Ihre Liebe ist – so viel sei verraten – nicht von Dauer, doch der aufreibend­e Kampf, den Effi und Carl um ihr Glück führen, gehört zu den vielen glänzenden Passagen dieses Romans. Letztlich gelingt es Carl nicht, die Gefühls- und Gehirnwind­ungen seiner Geliebten zu begreifen, und vielleicht liegt darin die eigentlich­e Klammer dieses so reichhalti­gen Buches: Wie rätselhaft Carl mitunter Effis Handeln erscheint, so gänzlich undurchsch­aubar sind ihm die Beweggründ­e seiner Eltern.

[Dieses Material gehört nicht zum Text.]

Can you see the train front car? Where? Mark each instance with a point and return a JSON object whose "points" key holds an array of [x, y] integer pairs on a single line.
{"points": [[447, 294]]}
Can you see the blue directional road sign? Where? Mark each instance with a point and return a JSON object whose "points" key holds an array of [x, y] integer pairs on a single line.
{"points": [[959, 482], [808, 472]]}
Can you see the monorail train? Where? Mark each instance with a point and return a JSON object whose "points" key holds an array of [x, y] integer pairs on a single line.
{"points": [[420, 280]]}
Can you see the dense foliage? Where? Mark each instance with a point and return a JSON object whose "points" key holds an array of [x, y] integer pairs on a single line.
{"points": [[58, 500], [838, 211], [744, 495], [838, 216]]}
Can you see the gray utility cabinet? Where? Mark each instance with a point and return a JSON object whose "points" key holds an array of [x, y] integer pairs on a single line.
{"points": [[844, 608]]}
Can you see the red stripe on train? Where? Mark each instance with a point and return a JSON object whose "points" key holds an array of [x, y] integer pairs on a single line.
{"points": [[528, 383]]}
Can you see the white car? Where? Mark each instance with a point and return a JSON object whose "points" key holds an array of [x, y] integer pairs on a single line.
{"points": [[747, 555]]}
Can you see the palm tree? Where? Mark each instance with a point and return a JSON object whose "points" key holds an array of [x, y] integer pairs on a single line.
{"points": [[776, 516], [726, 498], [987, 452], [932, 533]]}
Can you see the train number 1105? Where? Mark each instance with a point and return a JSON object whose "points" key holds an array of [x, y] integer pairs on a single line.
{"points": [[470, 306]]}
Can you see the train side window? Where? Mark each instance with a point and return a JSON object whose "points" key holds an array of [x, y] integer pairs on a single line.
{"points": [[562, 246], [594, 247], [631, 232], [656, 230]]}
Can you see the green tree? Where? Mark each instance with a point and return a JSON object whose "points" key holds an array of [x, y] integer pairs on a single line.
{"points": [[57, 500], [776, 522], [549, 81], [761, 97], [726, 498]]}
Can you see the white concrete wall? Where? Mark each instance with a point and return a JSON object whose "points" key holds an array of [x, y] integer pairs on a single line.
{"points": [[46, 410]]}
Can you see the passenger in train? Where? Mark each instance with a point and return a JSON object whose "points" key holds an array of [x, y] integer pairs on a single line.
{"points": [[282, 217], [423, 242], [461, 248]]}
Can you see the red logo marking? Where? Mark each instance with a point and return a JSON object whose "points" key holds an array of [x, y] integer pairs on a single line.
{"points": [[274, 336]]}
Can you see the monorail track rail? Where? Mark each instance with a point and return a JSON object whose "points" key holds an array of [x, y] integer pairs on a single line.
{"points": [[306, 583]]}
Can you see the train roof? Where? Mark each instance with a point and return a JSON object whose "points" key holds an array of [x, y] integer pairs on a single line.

Dass er „nicht viel über seine Eltern wusste“, ist eine Erkenntnis, die sich im Lauf der Zeit zuspitzt. Denn der Gang in die Bundesrepu­blik war nicht das finale Ziel, das Inge und Walter vorschwebt­e. Sie treibt es, als man genügend Geld angespart hat, immer weiter Richtung Westen, bis ins – so viel sei verraten – kalifornis­che Malibu, wo man einen Traum, den ihnen der Rock-’n’-Roller Bill Haley Jahrzehnte zuvor eingepflan­zt hat, leben möchte.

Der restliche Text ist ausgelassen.